Wer gaaanz viel Energie hat oder in der Schule oder der Uni oder sonstwo einen Vortrag darüber halten will, kann die 29 Beschlussdokumente hier herunterladen und lesen.

Was kommt als Nächstes?

Die COP 17 in Erewan 2026. Dann geht es darum, zu messen, wie gut die Länder im Vergleich zu ihren Zielen abschneiden.

Reaktionen

„In einer komplizierten geopolitischen Situation ist dies ein aufregendes Zeichen des Fortschritts und der internationalen Zusammenarbeit für die Natur. … So technokratisch sie auch klingen mögen, dies sind die Details, die die Ambitionen auf dem Papier in greifbare Naturschutzmaßnahmen vor Ort verwandeln werden.“ Linda Krueger, Direktorin für Biodiversität und Infrastrukturpolitik bei The Nature Conservancy

„Die Entscheidungen von Rom zeigen, dass die Weltgemeinschaft sich weiter den großen ökologischen Krisen stellen will.
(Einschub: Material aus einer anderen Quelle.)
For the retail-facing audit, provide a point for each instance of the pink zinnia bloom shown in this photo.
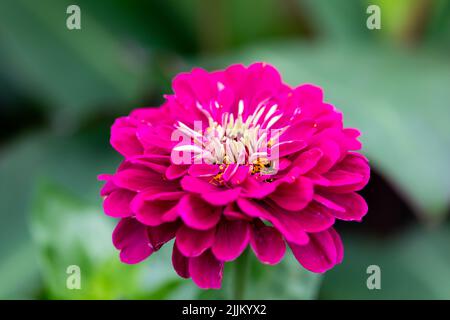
(263, 165)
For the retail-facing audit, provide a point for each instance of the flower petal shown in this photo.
(320, 254)
(231, 239)
(137, 179)
(130, 237)
(117, 203)
(155, 209)
(221, 198)
(192, 243)
(203, 170)
(161, 234)
(354, 205)
(180, 263)
(267, 243)
(294, 196)
(198, 214)
(206, 271)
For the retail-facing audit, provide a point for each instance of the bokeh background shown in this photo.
(60, 91)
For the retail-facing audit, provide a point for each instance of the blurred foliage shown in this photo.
(413, 265)
(60, 90)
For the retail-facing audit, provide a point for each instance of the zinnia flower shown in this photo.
(235, 158)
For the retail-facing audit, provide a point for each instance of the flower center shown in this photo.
(233, 140)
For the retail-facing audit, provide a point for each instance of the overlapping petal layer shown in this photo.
(264, 165)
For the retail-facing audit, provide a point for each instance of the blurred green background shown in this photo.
(61, 89)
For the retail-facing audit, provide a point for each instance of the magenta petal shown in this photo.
(221, 198)
(286, 148)
(338, 244)
(124, 140)
(252, 208)
(176, 171)
(252, 188)
(198, 214)
(117, 203)
(315, 218)
(289, 225)
(206, 271)
(203, 170)
(354, 205)
(130, 237)
(231, 239)
(353, 166)
(307, 160)
(233, 212)
(192, 243)
(267, 243)
(197, 185)
(330, 155)
(180, 263)
(294, 196)
(157, 209)
(161, 234)
(136, 179)
(319, 255)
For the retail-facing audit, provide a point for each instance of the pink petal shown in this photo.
(267, 243)
(253, 208)
(307, 160)
(231, 239)
(315, 218)
(294, 196)
(252, 188)
(198, 214)
(192, 243)
(203, 170)
(330, 155)
(124, 140)
(197, 185)
(288, 224)
(232, 211)
(136, 179)
(161, 234)
(117, 203)
(156, 209)
(353, 165)
(130, 237)
(180, 263)
(221, 198)
(355, 207)
(338, 244)
(320, 254)
(206, 271)
(286, 148)
(235, 174)
(285, 222)
(175, 171)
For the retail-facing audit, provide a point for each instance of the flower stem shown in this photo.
(240, 277)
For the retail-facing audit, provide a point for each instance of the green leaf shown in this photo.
(397, 99)
(69, 232)
(73, 71)
(413, 266)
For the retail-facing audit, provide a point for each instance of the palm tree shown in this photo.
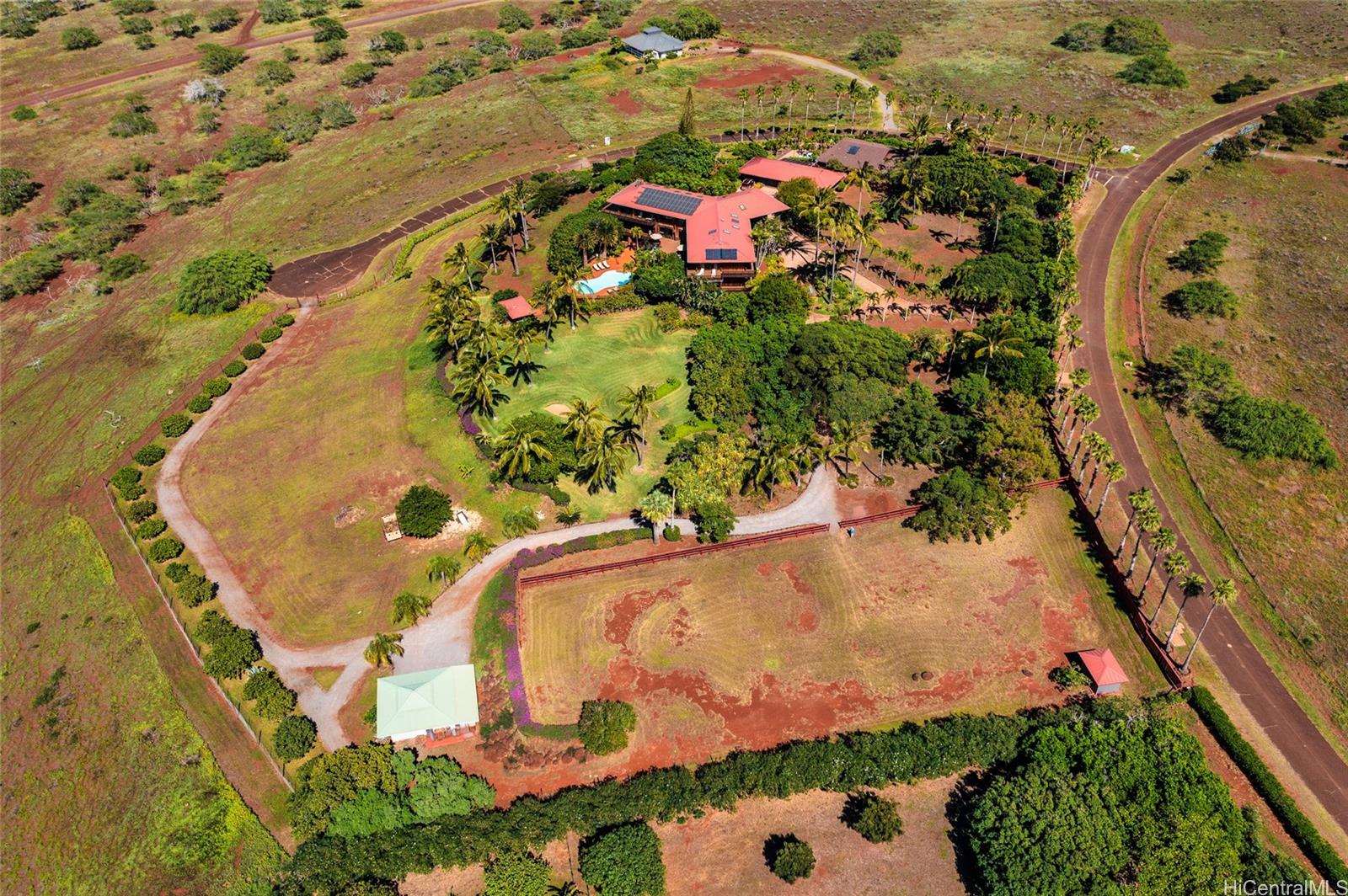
(603, 462)
(1176, 565)
(584, 422)
(629, 435)
(478, 546)
(1003, 343)
(409, 606)
(1138, 499)
(383, 648)
(445, 568)
(655, 509)
(1147, 522)
(1114, 472)
(1190, 586)
(519, 446)
(1223, 593)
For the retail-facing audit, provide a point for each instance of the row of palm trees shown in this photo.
(1075, 413)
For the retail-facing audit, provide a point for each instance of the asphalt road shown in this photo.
(1233, 653)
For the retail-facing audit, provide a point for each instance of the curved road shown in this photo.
(1238, 659)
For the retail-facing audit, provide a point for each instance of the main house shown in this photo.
(714, 231)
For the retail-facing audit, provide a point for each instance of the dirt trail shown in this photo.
(1228, 646)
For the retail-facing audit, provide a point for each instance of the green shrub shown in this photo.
(1203, 298)
(165, 549)
(624, 861)
(1266, 428)
(216, 386)
(78, 38)
(152, 529)
(175, 424)
(141, 511)
(604, 725)
(789, 857)
(294, 738)
(1267, 785)
(424, 511)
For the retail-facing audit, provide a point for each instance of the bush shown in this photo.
(624, 861)
(1266, 428)
(1203, 298)
(294, 738)
(152, 529)
(175, 424)
(222, 280)
(1136, 37)
(141, 511)
(195, 589)
(424, 511)
(604, 725)
(1154, 69)
(165, 549)
(873, 817)
(78, 40)
(789, 857)
(1270, 788)
(1083, 37)
(216, 386)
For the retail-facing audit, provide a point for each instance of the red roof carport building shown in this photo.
(1105, 670)
(777, 172)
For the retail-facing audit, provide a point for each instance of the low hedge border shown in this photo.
(1270, 788)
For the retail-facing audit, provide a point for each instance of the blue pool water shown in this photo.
(603, 282)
Und das auch ohne die USA, die bei der Bekämpfung der Artenkrise nicht mitverhandelt haben und sich vom Pariser Klimaabkommen verabschiedet haben. Das gibt Hoffnung!” Jannes Stoppel, Greenpeace Deutschland. Rom sende eine klare Botschaft nach Berlin: „Die neue Bundesregierung muss international Verantwortung übernehmen und mehr Geld in den internationalen Klima- und Naturschutz stecken. Und nicht nur das: Auch in Deutschland muss Schluss sein mit dem Zerstören von Natur und Lebensräumen! Wir brauchen einen neuen gesetzlichen Rahmen, der Naturschutz und Wiederherstellungsmaßnahmen, natürlichen Klimaschutz und Klimaanpassung zusammen zum Schutz aller Menschen garantiert.”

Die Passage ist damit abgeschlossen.